Chapter 4 - Notes

Array Basics

Characteristics of an Array

  • An array is a collection of elements

  • All elements contained in an array are of the same kind

  • All elements in an array are stored sequentially in memory

Declaring and Initialising

  • Array declaration

ElementType ArrayName [number of elements] = {initial value(s)}
  • Per-element initialisation

int numbers[5] = {0, 1, 2, 3, 4};
  • All elements at once

int numbers[5] = {0};
  • Partial initialisation

int numbers[5] = {10, 20};  // First two initialised to 10, 20; the rest to 0

Such arrays are static arrays - the number of elements they contain (and memory it consumes) are constant and fixed at compilation time.

Arrays in Memory

  • Elements are stored sequentially in memory, expanding in one direction

  • Memory consumed by an array: (size of one element) * (number of elements)

Accessing Data in an Array

  • Arrays in C++ are zero-indexed - arrays begin with index 0.

    • The first element in array numbers is numbers[0], the second is numbers[1]

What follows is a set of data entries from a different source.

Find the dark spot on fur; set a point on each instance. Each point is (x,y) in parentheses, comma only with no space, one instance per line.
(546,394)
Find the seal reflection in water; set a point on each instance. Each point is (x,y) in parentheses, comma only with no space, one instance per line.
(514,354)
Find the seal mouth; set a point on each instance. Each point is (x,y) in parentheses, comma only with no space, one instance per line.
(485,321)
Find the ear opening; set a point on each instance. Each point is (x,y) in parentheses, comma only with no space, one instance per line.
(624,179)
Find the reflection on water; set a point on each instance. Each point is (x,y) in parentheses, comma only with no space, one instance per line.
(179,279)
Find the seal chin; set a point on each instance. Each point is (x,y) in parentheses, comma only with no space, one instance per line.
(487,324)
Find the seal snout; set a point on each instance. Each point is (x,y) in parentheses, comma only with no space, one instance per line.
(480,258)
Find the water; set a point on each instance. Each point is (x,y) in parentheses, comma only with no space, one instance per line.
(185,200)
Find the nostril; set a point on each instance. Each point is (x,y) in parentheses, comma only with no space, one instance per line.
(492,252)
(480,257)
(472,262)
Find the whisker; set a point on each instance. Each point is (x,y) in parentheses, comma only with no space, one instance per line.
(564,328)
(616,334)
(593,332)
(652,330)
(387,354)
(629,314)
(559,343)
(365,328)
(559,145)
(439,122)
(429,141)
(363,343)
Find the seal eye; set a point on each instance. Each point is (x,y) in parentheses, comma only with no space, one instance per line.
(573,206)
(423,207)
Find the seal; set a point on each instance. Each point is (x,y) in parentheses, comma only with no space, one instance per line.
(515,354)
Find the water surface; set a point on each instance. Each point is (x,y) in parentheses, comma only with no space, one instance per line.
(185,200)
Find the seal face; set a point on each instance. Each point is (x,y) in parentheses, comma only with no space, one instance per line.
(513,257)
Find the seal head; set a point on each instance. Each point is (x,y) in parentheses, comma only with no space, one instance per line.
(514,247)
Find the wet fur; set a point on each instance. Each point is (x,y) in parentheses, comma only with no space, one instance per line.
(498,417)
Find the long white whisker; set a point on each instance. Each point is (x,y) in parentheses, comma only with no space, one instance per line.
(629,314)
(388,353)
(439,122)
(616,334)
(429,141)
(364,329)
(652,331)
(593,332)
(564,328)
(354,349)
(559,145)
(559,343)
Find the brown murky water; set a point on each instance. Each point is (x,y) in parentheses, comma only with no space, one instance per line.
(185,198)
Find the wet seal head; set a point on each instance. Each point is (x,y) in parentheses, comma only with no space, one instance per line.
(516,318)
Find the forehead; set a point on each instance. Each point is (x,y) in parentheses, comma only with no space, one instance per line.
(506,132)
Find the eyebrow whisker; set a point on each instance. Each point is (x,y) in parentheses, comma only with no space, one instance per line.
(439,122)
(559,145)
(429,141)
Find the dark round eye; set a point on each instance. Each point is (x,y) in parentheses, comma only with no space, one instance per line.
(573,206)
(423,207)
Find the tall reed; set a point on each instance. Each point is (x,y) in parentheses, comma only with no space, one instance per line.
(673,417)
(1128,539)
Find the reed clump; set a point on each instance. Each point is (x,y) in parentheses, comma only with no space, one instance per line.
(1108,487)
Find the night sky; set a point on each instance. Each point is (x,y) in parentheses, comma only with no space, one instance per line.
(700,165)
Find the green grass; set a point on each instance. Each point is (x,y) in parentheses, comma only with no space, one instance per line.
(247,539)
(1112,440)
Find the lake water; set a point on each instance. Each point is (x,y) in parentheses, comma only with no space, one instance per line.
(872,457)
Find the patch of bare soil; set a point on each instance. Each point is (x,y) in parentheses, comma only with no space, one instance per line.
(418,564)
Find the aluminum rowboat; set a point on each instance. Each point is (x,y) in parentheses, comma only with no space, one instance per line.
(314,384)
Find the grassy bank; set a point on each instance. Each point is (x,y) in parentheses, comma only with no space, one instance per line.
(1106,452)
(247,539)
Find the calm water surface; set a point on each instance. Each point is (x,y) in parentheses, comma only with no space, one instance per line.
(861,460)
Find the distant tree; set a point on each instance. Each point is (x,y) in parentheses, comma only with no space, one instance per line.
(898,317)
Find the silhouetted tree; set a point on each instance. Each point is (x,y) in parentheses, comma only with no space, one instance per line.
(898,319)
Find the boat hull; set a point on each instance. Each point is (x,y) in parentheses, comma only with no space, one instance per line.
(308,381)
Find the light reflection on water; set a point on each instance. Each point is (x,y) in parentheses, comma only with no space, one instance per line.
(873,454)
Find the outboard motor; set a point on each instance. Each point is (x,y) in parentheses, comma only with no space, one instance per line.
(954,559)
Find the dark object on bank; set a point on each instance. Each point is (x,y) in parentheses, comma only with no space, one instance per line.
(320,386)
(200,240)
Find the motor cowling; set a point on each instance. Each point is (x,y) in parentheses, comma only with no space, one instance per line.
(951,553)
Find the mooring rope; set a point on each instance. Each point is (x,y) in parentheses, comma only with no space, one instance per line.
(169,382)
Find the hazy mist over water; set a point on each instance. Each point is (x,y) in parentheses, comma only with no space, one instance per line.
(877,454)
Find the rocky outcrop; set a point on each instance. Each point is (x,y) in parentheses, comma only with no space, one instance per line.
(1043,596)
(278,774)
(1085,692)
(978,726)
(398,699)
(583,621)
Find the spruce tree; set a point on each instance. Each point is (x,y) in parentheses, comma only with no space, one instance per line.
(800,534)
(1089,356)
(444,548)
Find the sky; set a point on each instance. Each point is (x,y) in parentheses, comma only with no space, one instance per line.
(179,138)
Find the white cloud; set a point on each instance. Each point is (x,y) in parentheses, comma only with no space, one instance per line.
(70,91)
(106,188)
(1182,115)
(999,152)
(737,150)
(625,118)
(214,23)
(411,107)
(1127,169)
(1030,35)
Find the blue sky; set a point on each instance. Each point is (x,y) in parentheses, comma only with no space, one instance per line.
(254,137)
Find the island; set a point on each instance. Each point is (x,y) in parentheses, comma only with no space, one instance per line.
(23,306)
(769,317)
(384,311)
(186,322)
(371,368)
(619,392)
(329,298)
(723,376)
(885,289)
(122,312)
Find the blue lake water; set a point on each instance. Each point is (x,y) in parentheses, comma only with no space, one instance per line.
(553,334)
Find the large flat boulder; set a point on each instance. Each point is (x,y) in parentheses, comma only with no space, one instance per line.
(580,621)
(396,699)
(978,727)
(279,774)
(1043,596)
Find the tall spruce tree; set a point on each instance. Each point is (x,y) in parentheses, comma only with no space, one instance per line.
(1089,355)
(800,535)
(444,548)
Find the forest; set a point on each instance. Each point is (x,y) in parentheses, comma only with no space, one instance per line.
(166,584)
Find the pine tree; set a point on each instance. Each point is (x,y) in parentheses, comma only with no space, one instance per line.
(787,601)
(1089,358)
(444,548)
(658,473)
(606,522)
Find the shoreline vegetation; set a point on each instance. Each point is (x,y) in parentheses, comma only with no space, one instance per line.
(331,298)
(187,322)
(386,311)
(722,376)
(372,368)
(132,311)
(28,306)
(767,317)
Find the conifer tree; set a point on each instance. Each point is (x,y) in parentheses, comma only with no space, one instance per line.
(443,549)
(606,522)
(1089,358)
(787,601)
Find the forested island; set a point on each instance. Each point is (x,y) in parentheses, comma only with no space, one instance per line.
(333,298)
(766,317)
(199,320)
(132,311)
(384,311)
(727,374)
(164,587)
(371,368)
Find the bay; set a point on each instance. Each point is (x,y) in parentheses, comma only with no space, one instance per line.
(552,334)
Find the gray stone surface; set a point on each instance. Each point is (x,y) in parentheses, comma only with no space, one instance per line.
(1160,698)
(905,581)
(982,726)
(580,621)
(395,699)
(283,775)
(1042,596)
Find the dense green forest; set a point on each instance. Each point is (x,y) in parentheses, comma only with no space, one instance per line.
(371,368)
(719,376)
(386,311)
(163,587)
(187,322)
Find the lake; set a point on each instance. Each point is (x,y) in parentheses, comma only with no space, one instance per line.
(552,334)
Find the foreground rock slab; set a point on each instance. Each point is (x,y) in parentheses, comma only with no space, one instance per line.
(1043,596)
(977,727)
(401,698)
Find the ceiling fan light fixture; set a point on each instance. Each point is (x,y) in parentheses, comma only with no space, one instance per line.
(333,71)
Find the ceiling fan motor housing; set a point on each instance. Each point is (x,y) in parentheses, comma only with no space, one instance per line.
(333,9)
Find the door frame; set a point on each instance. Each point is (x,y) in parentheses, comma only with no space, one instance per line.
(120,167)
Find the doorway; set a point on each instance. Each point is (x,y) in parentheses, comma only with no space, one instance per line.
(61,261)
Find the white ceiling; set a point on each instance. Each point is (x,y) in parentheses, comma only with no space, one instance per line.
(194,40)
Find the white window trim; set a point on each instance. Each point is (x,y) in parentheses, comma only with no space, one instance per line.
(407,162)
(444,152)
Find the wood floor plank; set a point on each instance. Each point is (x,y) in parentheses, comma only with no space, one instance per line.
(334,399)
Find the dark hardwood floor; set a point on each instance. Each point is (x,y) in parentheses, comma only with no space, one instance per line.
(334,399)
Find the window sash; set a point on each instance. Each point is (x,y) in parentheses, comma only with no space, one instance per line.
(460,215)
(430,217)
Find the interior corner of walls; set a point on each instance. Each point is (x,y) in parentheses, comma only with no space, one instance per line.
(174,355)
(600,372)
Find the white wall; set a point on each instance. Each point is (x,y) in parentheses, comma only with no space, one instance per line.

    • The last element of an array of size n is n-1

  • When accessing the element at index N, the compiler does the following:

    • Starts at the memory address of the first element

    • Skips N elements by adding the offset: N * (size of one element) to get the address of the element at index N.

Modifying Data in an Array

  • Assignment is similar to accessing: numbers[3] = value

  • Remember that the Nth element is stored at index N-1 (zero-indexed)

Multi-dimensional Arrays

  • Multi-dimensional arrays are arrays with more than one dimension

Column 0

Column 1

Column 2

Row 0

Element 0

Element 1

Element 2

Row 1

Element 3

Element 4

Element 5

  • The above two-dimensional array can be viewed as an array of 2 elements (2 rows), each element itself being an array of 3 elements (3 columns).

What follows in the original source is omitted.